One positive thing that came out of looking at these very immature neurons was that I got the chance to see several examples of pyknotic (dying) cells. Older, adult-born neurons also die, particularly after an experience (see here and here), but it’s infrequent and hard to visualize. However, a relatively large proportion of new neurons die within a few days of their birth making them easier to find – the cluster of cells shown below is an example that caught my attention.

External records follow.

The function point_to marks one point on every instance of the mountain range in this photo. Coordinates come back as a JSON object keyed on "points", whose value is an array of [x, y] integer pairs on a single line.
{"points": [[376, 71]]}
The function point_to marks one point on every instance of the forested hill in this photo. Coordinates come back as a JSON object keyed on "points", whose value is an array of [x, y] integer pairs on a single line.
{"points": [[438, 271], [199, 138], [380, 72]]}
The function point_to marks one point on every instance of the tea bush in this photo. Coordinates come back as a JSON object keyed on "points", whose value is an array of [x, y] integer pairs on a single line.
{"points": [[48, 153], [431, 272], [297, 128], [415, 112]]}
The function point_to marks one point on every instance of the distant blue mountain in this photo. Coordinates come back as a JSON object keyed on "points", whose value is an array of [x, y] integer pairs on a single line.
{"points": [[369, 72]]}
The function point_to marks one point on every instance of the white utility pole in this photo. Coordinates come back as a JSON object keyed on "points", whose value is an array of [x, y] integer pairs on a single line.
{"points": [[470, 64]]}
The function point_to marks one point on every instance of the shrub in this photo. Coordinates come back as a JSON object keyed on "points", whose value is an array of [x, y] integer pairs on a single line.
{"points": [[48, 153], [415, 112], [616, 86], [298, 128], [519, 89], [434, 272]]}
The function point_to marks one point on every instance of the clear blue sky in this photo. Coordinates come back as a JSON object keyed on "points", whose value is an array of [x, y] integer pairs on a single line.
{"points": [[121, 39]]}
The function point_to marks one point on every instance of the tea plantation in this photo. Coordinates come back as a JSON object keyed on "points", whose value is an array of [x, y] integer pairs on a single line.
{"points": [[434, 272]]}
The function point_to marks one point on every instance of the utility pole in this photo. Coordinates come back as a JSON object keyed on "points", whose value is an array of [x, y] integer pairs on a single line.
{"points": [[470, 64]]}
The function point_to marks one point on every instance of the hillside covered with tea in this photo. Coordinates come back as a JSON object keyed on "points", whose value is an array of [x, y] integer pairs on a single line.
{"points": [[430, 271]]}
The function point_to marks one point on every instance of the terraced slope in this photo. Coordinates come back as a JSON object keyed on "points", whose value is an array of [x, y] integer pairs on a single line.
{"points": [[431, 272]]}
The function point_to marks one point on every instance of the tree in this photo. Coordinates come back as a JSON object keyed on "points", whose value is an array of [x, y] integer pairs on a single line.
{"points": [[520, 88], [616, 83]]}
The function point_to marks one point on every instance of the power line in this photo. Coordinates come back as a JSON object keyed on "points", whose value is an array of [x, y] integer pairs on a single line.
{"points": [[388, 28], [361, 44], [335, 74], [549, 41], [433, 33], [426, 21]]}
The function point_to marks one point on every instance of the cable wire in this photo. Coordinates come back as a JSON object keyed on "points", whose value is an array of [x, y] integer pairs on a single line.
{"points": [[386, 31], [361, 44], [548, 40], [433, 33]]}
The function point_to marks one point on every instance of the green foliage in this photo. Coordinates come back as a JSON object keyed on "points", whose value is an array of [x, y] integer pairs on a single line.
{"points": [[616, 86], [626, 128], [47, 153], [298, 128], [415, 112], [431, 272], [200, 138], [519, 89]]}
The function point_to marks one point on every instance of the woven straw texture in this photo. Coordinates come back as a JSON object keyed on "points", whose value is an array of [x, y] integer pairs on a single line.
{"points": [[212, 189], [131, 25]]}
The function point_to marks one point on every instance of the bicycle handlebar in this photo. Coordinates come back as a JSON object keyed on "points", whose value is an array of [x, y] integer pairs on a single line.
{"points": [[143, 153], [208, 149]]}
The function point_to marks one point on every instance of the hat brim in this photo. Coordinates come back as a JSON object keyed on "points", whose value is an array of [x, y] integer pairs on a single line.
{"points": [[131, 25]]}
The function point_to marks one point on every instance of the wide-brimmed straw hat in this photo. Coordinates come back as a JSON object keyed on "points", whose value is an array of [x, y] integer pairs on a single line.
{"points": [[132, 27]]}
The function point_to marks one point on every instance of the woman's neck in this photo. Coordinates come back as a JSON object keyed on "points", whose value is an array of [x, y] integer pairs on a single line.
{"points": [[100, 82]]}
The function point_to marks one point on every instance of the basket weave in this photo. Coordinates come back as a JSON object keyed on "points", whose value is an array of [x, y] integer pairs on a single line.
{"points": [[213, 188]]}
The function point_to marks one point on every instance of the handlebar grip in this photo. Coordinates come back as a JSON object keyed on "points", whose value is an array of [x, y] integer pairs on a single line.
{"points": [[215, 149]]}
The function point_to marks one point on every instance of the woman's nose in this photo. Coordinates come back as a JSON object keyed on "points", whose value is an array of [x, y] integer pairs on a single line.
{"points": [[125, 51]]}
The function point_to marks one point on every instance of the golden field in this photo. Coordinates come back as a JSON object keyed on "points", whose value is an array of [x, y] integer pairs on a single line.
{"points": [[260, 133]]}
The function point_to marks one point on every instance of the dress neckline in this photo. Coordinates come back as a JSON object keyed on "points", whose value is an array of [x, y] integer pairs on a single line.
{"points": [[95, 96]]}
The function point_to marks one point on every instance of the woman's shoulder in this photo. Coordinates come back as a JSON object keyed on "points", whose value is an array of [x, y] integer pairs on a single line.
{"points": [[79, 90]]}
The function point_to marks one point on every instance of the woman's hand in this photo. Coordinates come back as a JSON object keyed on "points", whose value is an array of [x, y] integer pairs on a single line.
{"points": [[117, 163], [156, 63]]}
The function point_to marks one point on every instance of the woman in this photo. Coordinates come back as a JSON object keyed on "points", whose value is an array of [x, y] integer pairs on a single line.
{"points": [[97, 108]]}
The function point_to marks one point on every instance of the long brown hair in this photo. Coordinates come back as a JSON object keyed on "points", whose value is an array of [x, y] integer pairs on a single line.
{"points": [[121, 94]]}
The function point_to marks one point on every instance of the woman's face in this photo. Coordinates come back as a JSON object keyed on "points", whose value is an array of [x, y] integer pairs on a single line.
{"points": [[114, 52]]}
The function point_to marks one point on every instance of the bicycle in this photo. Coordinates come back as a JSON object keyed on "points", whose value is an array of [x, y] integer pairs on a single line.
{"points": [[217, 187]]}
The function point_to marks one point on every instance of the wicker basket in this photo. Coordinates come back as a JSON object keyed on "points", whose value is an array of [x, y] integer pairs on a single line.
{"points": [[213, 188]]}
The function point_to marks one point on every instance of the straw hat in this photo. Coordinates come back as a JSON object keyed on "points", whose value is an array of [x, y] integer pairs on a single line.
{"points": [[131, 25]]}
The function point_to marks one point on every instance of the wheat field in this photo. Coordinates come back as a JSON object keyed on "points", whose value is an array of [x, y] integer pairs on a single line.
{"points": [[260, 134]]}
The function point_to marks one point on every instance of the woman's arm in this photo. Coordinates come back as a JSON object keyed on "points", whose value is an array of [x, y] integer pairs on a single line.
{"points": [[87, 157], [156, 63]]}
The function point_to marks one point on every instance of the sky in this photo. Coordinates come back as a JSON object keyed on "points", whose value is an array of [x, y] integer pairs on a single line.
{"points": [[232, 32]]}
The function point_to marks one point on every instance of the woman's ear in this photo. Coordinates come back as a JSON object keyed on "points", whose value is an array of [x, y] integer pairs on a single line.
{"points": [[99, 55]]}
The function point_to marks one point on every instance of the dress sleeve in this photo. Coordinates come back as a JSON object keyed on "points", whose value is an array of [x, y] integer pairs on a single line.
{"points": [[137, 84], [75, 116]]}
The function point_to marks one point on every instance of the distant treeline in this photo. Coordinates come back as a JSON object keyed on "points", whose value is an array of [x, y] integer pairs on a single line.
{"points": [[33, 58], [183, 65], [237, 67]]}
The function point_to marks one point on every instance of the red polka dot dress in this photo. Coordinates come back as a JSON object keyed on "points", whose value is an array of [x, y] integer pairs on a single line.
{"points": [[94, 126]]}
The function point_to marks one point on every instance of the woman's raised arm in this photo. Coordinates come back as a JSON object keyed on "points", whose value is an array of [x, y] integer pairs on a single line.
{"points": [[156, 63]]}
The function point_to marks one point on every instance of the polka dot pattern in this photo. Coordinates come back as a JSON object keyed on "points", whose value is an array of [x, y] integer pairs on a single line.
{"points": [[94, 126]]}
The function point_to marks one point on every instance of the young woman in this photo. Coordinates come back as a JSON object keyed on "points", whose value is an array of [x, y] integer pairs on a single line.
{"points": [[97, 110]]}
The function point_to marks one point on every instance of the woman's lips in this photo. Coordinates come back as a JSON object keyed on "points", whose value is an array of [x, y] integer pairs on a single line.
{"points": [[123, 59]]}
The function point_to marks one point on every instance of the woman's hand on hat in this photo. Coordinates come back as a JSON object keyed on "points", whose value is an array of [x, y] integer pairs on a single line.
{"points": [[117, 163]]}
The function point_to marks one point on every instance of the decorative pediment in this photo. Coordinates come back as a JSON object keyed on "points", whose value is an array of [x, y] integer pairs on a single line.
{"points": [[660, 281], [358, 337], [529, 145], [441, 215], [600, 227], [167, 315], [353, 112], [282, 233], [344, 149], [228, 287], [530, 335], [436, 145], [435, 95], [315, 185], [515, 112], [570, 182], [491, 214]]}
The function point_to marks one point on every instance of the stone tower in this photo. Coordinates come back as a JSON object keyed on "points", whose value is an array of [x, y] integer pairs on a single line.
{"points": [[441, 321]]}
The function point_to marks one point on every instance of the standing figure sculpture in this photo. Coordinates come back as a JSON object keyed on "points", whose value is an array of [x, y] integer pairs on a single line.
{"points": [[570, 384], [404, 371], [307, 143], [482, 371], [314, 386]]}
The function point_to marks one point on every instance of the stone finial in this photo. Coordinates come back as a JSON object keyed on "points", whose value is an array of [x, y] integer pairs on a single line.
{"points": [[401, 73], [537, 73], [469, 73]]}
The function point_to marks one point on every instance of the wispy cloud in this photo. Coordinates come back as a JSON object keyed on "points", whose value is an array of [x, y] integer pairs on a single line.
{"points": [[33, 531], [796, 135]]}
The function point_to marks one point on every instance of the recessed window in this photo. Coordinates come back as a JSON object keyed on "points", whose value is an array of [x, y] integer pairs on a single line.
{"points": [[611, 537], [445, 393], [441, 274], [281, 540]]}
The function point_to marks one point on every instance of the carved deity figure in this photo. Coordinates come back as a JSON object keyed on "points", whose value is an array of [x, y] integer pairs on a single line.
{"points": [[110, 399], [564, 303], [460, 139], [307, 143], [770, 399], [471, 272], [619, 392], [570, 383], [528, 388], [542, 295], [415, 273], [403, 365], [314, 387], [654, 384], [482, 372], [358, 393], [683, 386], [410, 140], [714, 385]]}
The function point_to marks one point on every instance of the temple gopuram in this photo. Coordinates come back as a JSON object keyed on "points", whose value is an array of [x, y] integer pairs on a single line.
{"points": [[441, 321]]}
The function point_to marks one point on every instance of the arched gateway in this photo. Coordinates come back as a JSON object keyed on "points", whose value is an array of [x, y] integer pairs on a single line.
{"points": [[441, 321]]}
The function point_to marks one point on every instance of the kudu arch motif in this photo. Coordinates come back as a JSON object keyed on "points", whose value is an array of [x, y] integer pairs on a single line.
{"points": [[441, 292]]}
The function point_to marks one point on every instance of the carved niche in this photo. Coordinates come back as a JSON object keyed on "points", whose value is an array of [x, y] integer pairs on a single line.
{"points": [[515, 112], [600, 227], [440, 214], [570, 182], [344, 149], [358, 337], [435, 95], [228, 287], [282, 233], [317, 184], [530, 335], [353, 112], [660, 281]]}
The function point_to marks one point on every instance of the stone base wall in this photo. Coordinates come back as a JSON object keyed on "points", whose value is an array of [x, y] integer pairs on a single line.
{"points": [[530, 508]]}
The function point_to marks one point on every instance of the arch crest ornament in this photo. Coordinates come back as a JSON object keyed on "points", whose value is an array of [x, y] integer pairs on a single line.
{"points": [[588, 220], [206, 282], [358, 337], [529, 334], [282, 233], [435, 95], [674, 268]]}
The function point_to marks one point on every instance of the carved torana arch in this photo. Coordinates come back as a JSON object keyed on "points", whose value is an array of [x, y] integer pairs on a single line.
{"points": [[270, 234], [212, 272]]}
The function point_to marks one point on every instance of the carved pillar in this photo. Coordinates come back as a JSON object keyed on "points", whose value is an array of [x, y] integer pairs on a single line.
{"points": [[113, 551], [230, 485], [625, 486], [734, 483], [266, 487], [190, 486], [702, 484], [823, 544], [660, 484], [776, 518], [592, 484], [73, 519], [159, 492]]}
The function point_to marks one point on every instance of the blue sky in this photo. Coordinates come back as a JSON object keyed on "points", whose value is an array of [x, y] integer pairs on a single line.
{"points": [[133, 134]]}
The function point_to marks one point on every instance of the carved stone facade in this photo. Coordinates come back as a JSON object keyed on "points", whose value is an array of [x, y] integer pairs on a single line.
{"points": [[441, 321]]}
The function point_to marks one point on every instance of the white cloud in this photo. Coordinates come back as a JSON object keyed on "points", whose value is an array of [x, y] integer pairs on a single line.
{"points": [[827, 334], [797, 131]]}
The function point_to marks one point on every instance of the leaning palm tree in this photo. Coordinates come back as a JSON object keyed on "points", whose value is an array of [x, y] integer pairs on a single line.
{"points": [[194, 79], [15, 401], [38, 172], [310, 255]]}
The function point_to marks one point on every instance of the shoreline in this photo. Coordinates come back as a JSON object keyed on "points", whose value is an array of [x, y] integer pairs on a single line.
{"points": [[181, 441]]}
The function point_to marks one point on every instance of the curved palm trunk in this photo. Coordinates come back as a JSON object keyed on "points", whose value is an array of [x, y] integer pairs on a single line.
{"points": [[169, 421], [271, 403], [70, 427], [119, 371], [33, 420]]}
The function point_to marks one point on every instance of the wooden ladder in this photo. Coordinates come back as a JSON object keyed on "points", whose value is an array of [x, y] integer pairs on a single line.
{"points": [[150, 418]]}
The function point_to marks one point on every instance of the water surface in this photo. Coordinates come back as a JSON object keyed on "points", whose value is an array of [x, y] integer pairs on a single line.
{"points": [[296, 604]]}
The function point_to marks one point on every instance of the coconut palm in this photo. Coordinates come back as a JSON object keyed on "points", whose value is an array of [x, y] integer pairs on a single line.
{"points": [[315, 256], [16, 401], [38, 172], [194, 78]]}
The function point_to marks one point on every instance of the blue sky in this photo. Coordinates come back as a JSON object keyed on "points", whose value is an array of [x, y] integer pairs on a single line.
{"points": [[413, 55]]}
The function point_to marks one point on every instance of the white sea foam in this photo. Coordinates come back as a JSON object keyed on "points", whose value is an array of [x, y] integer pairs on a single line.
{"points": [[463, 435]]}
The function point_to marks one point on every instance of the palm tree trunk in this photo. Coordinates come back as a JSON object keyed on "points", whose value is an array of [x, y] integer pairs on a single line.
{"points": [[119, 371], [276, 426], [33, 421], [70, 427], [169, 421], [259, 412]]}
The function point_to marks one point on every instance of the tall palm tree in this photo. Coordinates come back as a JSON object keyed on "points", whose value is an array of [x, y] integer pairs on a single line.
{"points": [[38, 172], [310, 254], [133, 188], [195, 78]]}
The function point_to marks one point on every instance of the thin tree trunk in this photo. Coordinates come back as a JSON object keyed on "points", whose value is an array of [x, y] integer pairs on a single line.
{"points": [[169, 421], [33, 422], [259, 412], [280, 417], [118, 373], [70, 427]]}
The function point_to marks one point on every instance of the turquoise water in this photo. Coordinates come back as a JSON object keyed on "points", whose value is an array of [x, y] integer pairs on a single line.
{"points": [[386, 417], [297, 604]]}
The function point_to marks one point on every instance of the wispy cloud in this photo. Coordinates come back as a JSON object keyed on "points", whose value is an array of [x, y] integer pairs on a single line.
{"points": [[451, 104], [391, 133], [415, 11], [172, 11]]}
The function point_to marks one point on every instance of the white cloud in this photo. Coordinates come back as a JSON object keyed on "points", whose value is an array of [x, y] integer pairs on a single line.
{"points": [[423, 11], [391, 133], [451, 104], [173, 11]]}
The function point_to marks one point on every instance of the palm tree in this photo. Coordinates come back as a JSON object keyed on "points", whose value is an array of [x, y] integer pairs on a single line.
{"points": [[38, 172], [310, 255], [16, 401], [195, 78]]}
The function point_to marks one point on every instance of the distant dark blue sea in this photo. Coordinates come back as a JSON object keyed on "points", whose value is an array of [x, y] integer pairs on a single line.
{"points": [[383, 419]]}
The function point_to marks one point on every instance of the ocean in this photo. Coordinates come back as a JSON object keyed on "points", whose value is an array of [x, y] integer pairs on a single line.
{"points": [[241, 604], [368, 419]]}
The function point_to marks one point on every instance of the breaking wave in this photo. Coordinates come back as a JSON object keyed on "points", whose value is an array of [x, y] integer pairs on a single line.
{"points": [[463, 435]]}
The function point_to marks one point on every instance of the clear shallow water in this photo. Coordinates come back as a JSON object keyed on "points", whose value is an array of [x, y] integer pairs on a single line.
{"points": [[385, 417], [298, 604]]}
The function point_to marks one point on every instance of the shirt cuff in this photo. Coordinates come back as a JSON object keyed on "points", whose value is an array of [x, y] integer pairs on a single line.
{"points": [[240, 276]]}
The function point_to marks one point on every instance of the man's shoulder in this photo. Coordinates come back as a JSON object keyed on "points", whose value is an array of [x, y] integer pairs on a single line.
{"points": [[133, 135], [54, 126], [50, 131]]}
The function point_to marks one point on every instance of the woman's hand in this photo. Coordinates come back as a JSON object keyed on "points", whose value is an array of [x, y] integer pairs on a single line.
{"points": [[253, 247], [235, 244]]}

You can clearly see two BrdU-labeled cells (in green; marked with arrowheads) that also express doublecortin (DCX; red). The blue stain, Hoechst, stains DNA allowing for the visualization of all cell nuclei. Collectively, these 3 stains tell us that the cells are 1-day-old (because BrdU was injected 1 day before brains were collected), that they’re neurons (because they express the immature marker DCX) and that they’re dying (because BrdU and Hoechst both label DNA and show that the DNA is condensed in a ball, as is typically seen when cells undergo pyknosis). The arrow points to a lucky, neighboring neuron that is not dying.
Why were these two cells born if they’re only going to die 24 hours later?
I can understand the speculation that neural activity influences the survival of more mature neurons in a “use it or lose it” manner – essentially, if a memory is stored in a young neuron there must be a mechanism to ensure that the neuron, and therefore the memory, survives. But is it possible that a similar mechanism also influences the survival of very immature neurons? It’s hard to imagine, since very young neurons do not have synapses and cannot participate in memory processing/storage. Consistent with this idea, Tashiro has shown that NMDA receptors (a synaptic ingredient essential for many forms of memory) regulate the survival of 2-3 week-old neurons, which are just beginning to form synapses, but not younger neurons that have not yet formed synapses. However, the possibility remains that learning could do something to these 1-day-old neurons – e.g. epigenetically imprint them – so that they have some sort of cellular memory that causes them to subsequently participate in certain behaviors but not others. Since information is typically thought to be stored at synapses, I can’t imagine that these memories could be terribly specific but they could bias a young neuron to be more involved in a general class of behavior (e.g. spatial memory vs. stress) that is associated with certain broad differences in activity (e.g. firing patterns, neuromodulators, hormones). It would be really cool if someone shows this.